O Itamaraty que recupera Bustani mudou, mas o embaixador
também mudou. Ao ser destituído do comando da Opaq (Organização para a Proscrição das Armas Químicas, vinculada às Nações Unidas), por pressão dos Estados Unidos, ele era um crítico
ácido tanto do governo George
W. Bush quanto da gestão do ministro Celso Lafer no Itamaraty,
durante o governo Fernando
Henrique Cardoso.
Agora, ele não tem mais inimigos. Limita-se a criticar "a miopia" da gestão Lafer.
Um dos motivos para sua queda
da Opaq foi seu empenho para incluir o Iraque e a Líbia entre os
países-membros. Na quinta-feira
passada, ele disse à Folha que, se
isso tivesse ocorrido, as inspeções
no Iraque teriam sido facilitadas e
talvez a guerra não fosse tão iminente hoje.
Ao desembarcar em Londres no
próximo domingo, Bustani já poderá encontrar um quadro de
guerra praticamente definido pela aliança de Bush com os primeiros-ministros Tony Blair, britânico, e José Maria Aznar, espanhol.
Ontem, na Cúpula de Açores,
esses três líderes deram prazo de
24 horas para que a ONU (Organização das Nações Unidas) aprove uma resolução abrindo caminho para a guerra.
Segundo Blair, hoje, segunda-feira, é "o momento da verdade".
É este momento que espera Bustani em Londres.
(ELIANE CANTANHÊDE)
Folha - O sr. caiu em desgraça no
governo FHC e dá a volta por cima
no governo Lula. O que mudou?
José Bustani - Eu posso garantir
que o Bustani não mudou. Provavelmente, o Itamaraty mudou,
porque mudou o ministro e voltamos a ter um ministro que eu reputo um dos maiores talentos e
capacidades que esta Casa já teve.
Folha - O senhor acha importante
o chanceler ser da carreira diplomática?
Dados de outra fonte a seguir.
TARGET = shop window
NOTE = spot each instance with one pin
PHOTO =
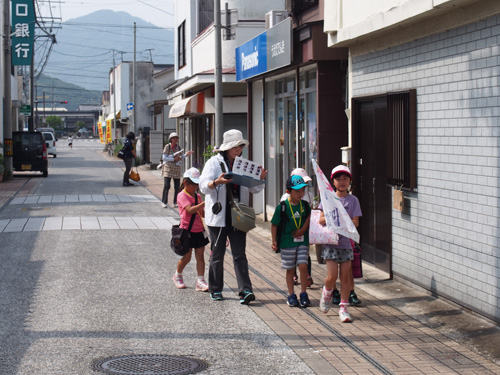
(205, 14)
(181, 43)
(402, 139)
(298, 6)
Esse era um dos problemas
do Celso Lafer?
Bustani - Já tivemos bons chanceleres que não eram da carreira,
mas isso depende do momento
em que vive o país. O Brasil recente, da última década, precisa de
um chanceler de carreira. Acho
que você trazer uma pessoa de fora não facilita a implementação
das linhas de governo. O ministro
não pode ser uma figura de enfeite, deve ser uma pessoa de campo,
um operador, um negociador. Isso é uma especialização.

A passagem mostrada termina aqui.